After paralleling the stream for about half a mile, the trail bears left, away from the stream. The rocky terrain ends, and the trail ascends, steeply in places, finally emerging in an open area. Most of the trees in this area were killed by a gypsy moth infestation and drought in 2005-06; only a few relatively young trees remain.
The trail descends slightly through a rocky area and soon ascends to a semi-open area, with many glacial erratics (large boulders) dotting the rock slabs. Another open area, with a large glacial erratic, is soon reached. Finally, the trail arrives at the crest of the ridge. Here, a cairn, a post and a triple-orange blaze mark the start of the orange-blazed Outlaw Trail, which leaves to the right, but you should continue ahead on the yellow-blazed Wyanokie Crest Trail.
The trail now curves to the south and climbs gradually through a second-growth forest of deciduous trees, with an understory of blueberries and mountain laurel. In a third of a mile, the trail emerges at a viewpoint that overlooks Buck Mountain to the west. The trail now descends through dense mountain laurel thickets.

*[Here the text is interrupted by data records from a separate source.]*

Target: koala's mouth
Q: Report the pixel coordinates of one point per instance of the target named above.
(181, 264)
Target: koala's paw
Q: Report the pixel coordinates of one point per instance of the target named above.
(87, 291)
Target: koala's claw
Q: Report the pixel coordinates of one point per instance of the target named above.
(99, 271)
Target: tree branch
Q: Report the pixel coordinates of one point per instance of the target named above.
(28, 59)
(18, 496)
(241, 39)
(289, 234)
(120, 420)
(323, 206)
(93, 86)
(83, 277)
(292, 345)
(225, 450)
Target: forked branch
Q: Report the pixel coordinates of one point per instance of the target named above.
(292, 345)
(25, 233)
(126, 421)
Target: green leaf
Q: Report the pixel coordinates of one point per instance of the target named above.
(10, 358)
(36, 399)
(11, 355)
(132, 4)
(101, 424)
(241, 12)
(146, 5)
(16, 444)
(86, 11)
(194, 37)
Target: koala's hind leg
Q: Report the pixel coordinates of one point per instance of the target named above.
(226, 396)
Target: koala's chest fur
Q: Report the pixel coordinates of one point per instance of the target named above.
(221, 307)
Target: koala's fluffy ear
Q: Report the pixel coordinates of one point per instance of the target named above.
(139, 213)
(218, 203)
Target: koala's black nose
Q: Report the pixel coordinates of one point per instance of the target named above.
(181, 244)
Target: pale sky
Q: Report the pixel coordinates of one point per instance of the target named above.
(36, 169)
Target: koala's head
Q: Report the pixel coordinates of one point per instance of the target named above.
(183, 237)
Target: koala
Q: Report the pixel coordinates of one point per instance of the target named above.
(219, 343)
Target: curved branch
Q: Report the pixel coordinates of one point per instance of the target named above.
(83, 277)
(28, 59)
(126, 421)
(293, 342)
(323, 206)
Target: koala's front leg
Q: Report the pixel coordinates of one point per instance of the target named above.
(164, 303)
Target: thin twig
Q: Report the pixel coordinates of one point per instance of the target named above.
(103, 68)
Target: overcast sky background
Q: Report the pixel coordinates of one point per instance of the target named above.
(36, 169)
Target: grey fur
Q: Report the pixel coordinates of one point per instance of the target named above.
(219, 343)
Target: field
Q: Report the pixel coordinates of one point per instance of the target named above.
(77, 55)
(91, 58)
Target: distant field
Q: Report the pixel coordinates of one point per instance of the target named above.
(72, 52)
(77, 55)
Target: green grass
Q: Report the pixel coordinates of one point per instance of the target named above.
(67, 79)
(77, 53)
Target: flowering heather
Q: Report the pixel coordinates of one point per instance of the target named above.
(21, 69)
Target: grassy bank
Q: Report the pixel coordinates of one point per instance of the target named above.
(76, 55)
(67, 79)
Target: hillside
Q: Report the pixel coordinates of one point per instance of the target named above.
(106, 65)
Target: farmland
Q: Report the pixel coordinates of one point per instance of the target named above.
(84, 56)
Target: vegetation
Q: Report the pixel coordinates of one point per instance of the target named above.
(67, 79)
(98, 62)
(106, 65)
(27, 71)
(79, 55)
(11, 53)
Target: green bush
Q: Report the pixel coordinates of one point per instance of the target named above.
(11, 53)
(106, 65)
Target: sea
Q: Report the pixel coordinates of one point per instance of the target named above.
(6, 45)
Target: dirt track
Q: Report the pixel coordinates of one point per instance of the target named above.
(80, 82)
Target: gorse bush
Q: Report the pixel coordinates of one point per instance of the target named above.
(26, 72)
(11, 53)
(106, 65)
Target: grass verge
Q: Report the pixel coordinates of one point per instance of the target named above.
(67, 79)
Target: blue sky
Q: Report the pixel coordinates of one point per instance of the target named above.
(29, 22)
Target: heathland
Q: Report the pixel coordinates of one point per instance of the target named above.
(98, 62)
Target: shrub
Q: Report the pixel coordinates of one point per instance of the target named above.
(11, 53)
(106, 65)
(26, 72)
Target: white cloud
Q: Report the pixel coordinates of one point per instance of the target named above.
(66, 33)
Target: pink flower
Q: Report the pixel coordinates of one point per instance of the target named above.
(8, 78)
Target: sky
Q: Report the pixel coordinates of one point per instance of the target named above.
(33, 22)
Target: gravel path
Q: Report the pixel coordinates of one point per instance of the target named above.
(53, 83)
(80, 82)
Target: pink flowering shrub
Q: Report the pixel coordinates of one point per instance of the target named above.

At the base of the descent, it crosses a stream on rocks and reaches a junction with the light-green-blazed Otter Hole Trail.
The Wyanokie Crest Trail continues ahead to climb Buck Mountain, but you should turn left onto the Otter Hole Trail (also the route of the teal-diamond-blazed Highlands Trail), which follows a pleasant woods road. After a steady descent, you’ll reach a T-intersection with the blue-blazed Hewitt-Butler Trail. Turn right here, now retracing your steps, and follow the Hewitt-Butler Trail across Posts Brook at the Otter Hole and back to the parking area where the hike began.